Num país em que o analfabetismo, segundo estimativas otimistas divulgadas pela Pesquisa Nacional por Amostra de Domicílios (Pnad) Contínua Educação, atinge cerca de 11 milhões de brasileiros, não fica difícil estimar a possibilidade da existência de um significativo número de dirigentes ou de pessoas com cargos ou funções administrativas de relevância com alguém próximo dessa realidade preocupante.
Se formos analisar, ainda, a questão do chamado analfabetismo funcional, que atinge mais de 29% da nossa população e no qual se observa que o indivíduo, mesmo reconhecendo as letras e os números e outros dados em uma leitura, não consegue captar a ideia central e o conteúdo do que está expresso no texto —aí a questão adquire uma amplitude deveras preocupante. Mesmos os eleitores, em diversas ocasiões, puderam verificar que muitos daqueles candidatos políticos ou mesmo ocupantes de cargos de relevância na administração do país podem ser enquadrados como analfabetos funcionais, guindados aos postos por obra de acontecimentos fortuitos como o destino, a sorte ou outra explicação de natureza, digamos, cordial.
Não seria o caso, aqui, de propor um movimento de discriminação de ordem cultural, perseguindo aqueles indivíduos com pouca escolaridade e que ocupam cargos de importância para a vida da nação, mas tão somente, dar aos que têm o devido estofo intelectual e técnico a oportunidade de ocuparem essas funções tão vitais ao país. Dito dessa forma, torna claro, e sem sentimentalismos, que o cargo e a função cabem apenas àqueles que estão à altura e preparados para exercê-los. É assim em todo o país desenvolvido, e tem funcionado muito bem até aqui.
A vanglória do analfabetismo e o combate à cultura, de um modo geral, como temos assistido até aqui por lideranças, inclusive por presidentes da República, que se gabam de não a ter e até zombam daqueles que a tem, é sinal bem claro que passamos da hora de interromper esse disparate.
Não se pode admitir que, até em concurso para vaga de gari ou, como dizem, “agente de limpeza pública”, exija-se currículo e formação em segundo grau, seguido de atestado de bons antecedentes e para outras funções de maior relevância, algumas delas que dizem respeito à segurança do país, esses quesitos sejam simplesmente ignorados.
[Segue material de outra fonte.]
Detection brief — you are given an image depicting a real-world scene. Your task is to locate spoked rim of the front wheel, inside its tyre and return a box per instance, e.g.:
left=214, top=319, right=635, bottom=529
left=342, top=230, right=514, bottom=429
Temos visto e nos surpreendido com nomeações feitas pelo Poder Executivo de ministros para vagas nas altas cortes, de pessoas que, sabidamente, nunca exerceram a magistratura ou sequer envergaram a toga de juiz, numa afronta, inexplicável, aos princípios mais básicos e salutares para toda e qualquer democracia, e que, não raro, diminuem a qualidade dessas funções, transformando-as em instâncias para atendimentos de natureza pessoal, longe de seu objetivo primordial.
No mesmo sentido, vemos o loteamento de cargos vitais à economia entregues nas mãos de indivíduos pouco ou nada qualificados para a função. O mais surpreendente, se é que ainda possuímos a capacidade de tal indignação, é ver, com assento no parlamento, um conjunto significativo de pessoas que, por seu passado e por suas vidas pretéritas, repleta de malfeitos e de ações na Justiça, jamais deveriam estar naquela posição, exercendo funções que dizem respeito à vida e ao futuro da comunidade.
Talvez, o que falta nesse país seja o estabelecimento de um movimento sério de sabatina, como feito nos Estados Unidos, para cargos como da Suprema Corte, em que os indicados são submetidos à intensa e esmiuçada investigação, que levanta toda a existência do candidato, desde o berço, e que, em alguns casos, duram dias e dias de intensos debates e perguntas. Uma simples e escrupulosa sabatina em nossas elites dirigentes faria com que, pelo menos metade delas, desistissem de suas pretensões. Se fossem realizadas, então, para o cargo de presidente da República, pouquíssimos seriam aqueles habilitados a tal função.